La France a annoncé la création d’un nouveau plan de construction de réacteurs nucléaires voici quelques semaines. Pour alimenter ces centrales, elle va avoir besoin d’augmenter considérablement ses achats d’uranium. Le Kazakhstan étant la deuxième réserve et le premier producteur mondial d’uranium, peut-on présager d’une coopération économique renforcée entre les deux pays ?
Nous avons beaucoup d’uranium. À eux trois, le Kazakhstan, l’Australie et le Canada possèdent 75% des réserves mondiales. Depuis deux ans, le Kazakhstan est devenu le plus grand producteur et exportateur d’uranium au monde. D’après nos évaluations, l’uranium actuellement disponible suffira pour les prochaines décennies à venir. Je ne peux pas donner de chiffres précis, peut-être pour 100 années, peut-être plus.

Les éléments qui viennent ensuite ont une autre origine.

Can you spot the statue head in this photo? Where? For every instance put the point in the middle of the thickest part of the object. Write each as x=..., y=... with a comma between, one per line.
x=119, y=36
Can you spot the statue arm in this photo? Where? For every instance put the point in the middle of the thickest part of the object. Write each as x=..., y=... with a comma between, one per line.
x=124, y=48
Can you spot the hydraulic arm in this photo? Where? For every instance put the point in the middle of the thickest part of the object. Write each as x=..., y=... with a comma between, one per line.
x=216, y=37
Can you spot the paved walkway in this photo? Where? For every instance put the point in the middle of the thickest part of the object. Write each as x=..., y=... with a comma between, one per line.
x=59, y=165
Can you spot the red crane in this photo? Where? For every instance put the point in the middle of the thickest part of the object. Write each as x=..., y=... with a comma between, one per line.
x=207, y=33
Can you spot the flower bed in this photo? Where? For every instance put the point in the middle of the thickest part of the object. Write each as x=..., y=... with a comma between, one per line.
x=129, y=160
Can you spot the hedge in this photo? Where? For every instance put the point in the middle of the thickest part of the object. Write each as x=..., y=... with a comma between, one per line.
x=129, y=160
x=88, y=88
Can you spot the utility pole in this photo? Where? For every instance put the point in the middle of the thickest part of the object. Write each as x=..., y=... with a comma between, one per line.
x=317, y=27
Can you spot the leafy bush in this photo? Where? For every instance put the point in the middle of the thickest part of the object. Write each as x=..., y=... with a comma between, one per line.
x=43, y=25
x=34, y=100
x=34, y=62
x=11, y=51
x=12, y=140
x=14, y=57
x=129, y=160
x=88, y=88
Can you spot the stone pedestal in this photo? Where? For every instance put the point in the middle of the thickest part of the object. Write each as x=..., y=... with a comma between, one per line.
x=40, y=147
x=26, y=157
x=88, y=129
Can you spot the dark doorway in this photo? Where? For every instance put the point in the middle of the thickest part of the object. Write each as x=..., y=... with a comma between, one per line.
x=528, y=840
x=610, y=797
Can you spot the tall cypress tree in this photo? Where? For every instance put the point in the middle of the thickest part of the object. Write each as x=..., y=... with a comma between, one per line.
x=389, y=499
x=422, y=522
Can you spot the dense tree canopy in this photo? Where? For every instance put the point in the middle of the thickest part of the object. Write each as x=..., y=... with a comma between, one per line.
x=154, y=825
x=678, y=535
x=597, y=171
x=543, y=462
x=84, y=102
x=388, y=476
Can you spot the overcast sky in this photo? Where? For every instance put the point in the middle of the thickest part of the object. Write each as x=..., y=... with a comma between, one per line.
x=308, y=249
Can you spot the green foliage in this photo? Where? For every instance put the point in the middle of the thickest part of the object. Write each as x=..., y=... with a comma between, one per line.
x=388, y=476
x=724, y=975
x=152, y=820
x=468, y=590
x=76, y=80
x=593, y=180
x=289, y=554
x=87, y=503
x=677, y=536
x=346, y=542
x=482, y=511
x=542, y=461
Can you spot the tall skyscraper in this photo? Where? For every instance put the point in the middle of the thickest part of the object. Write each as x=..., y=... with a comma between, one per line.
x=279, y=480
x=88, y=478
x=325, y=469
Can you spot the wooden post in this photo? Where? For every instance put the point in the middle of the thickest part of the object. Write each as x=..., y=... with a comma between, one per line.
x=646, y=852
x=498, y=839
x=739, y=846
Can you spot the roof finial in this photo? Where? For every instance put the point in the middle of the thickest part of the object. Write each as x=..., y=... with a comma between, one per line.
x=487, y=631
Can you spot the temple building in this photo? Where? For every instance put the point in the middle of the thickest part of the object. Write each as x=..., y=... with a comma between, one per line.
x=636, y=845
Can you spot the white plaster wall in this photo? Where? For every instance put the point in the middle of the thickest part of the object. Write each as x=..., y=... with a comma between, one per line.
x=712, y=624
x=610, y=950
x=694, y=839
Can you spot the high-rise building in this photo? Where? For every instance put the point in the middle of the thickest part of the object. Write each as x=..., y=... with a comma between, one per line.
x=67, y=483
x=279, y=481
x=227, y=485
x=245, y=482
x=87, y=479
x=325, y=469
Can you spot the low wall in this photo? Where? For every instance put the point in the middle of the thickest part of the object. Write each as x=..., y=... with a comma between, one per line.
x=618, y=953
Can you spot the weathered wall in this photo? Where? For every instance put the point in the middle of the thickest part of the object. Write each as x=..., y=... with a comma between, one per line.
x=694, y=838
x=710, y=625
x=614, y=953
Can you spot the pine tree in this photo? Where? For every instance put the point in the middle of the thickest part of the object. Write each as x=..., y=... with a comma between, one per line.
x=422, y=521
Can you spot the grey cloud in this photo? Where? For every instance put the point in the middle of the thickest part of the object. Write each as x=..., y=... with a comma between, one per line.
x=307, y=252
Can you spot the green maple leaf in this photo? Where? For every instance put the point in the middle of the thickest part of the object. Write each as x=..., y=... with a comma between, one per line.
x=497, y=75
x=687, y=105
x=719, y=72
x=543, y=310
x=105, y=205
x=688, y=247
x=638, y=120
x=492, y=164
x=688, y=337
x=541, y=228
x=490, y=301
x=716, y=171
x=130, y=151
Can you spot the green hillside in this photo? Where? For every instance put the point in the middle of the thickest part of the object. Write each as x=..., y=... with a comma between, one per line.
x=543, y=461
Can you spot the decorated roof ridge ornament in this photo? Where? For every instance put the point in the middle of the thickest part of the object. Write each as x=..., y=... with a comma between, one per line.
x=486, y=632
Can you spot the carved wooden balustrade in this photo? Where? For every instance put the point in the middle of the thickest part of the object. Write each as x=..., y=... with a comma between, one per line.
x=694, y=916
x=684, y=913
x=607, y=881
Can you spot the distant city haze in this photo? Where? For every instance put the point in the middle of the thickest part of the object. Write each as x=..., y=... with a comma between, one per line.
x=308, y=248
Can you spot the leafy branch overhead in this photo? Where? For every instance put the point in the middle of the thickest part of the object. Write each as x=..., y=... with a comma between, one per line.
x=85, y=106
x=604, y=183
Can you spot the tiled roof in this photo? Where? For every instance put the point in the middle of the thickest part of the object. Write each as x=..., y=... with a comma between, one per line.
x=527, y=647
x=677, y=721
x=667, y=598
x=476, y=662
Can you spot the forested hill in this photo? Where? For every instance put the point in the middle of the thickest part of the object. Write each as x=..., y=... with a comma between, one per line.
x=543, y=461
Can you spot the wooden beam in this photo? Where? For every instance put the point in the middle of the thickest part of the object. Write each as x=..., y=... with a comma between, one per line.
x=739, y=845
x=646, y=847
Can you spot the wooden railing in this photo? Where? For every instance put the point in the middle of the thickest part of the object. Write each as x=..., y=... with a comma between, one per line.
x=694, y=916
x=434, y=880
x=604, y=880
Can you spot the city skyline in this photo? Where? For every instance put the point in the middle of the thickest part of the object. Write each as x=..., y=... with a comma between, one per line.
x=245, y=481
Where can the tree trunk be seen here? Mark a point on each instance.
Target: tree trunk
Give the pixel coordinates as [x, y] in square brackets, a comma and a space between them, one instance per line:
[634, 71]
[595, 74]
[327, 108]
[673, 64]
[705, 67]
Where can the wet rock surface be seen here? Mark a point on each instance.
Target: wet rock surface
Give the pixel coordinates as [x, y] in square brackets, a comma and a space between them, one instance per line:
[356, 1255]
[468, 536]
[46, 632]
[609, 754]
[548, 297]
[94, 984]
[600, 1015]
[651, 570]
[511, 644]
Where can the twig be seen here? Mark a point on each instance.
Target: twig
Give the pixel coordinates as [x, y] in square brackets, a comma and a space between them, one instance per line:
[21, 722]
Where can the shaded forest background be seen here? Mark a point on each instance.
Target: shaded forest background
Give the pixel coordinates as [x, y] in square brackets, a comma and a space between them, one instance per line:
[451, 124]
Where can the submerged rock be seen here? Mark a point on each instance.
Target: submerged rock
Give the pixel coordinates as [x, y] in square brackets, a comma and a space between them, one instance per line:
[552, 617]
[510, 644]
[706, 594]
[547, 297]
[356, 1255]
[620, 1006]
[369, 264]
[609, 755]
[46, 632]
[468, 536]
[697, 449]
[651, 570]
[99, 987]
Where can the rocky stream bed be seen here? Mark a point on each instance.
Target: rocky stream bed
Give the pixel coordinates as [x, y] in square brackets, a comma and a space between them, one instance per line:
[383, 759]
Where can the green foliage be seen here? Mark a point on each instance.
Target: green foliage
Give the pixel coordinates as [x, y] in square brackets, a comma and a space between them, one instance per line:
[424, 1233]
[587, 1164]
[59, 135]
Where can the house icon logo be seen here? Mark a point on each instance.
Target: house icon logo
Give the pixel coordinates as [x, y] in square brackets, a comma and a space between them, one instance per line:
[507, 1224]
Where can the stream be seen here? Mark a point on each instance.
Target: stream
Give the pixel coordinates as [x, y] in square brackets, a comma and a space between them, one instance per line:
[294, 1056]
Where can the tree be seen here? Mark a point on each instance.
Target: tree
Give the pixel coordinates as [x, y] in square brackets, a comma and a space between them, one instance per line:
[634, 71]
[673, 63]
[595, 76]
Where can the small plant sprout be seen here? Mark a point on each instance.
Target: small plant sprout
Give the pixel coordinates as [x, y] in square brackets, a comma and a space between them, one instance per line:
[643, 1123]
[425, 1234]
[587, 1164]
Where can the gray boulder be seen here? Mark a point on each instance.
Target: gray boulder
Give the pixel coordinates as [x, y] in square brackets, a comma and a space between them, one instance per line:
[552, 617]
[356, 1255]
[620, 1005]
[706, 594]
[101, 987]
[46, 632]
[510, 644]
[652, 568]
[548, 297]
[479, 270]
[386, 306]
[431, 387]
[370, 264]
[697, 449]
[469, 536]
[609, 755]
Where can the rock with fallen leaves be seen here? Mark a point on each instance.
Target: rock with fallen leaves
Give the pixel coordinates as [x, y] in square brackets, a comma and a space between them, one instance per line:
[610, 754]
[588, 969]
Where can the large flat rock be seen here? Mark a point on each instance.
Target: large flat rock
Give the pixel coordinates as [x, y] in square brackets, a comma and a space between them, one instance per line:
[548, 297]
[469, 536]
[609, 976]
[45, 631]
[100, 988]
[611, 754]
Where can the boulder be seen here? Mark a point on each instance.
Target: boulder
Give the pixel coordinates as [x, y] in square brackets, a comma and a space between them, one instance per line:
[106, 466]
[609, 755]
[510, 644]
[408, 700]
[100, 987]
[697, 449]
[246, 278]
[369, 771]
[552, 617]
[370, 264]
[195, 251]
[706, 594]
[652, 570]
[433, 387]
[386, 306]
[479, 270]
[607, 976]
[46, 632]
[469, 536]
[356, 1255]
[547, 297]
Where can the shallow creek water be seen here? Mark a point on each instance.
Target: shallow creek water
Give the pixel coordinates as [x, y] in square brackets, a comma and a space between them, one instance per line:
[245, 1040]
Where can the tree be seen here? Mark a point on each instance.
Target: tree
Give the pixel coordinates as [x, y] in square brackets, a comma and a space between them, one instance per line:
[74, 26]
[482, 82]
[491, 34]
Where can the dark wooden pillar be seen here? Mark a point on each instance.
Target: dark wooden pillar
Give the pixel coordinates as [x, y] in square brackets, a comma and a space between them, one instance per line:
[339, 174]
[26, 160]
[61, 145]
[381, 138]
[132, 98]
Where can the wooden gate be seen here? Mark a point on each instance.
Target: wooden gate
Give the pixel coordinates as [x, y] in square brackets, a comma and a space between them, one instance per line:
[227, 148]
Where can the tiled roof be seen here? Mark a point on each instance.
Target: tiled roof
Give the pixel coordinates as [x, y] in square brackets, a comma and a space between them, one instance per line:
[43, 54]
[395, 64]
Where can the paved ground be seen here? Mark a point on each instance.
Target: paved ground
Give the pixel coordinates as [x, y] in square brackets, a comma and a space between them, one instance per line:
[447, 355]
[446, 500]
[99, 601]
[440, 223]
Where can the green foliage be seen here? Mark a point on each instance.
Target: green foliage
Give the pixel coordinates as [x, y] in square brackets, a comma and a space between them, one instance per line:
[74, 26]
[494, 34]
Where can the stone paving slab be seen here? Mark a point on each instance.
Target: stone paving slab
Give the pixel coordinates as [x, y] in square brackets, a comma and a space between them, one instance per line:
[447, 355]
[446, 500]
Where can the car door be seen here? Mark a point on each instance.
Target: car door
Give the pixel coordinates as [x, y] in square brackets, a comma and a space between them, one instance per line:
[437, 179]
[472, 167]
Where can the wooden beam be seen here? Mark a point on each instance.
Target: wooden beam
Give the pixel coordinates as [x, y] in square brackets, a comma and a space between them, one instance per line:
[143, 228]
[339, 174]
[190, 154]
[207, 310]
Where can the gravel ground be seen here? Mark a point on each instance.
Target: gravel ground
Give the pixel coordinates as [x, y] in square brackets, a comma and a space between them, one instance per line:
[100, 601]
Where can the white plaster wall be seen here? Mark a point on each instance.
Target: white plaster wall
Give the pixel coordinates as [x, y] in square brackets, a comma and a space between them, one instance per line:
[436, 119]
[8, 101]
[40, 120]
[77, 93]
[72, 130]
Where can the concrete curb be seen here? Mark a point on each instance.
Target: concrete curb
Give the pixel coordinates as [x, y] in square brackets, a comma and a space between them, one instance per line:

Nous discutons aussi de la construction de centrales nucléaires car nous avons certes beaucoup d’uranium naturel mais aussi les moyens techniques de produire certaines pièces de l’assemblage des centrales nucléaires comme les barres de bore, par exemple dans la ville d’Öskemen à l’est du pays.
Les relations fructueuses et stables avec la France et l’UE sont dans notre intérêt, tout comme les relations stables avec un Kazakhstan stable sont dans leur intérêt. Les 30 dernières années de nos relations témoignent que nous pouvons nous considérer comme des partenaires fiables. En 2020, à l’initiative du président Macron, nous avons signé la feuille de route de la coopération pour les 10 prochaines années qui prévoit aussi la coopération dans le domaine nucléaire. En 2008, la France était le premier pays européen à signer avec le Kazakhstan un traité de partenariat stratégique. Il n’y a pas lieu de croire que nos relations ne se renforcent pas et que notre coopération ne continue pas à être mutuellement fructueuse.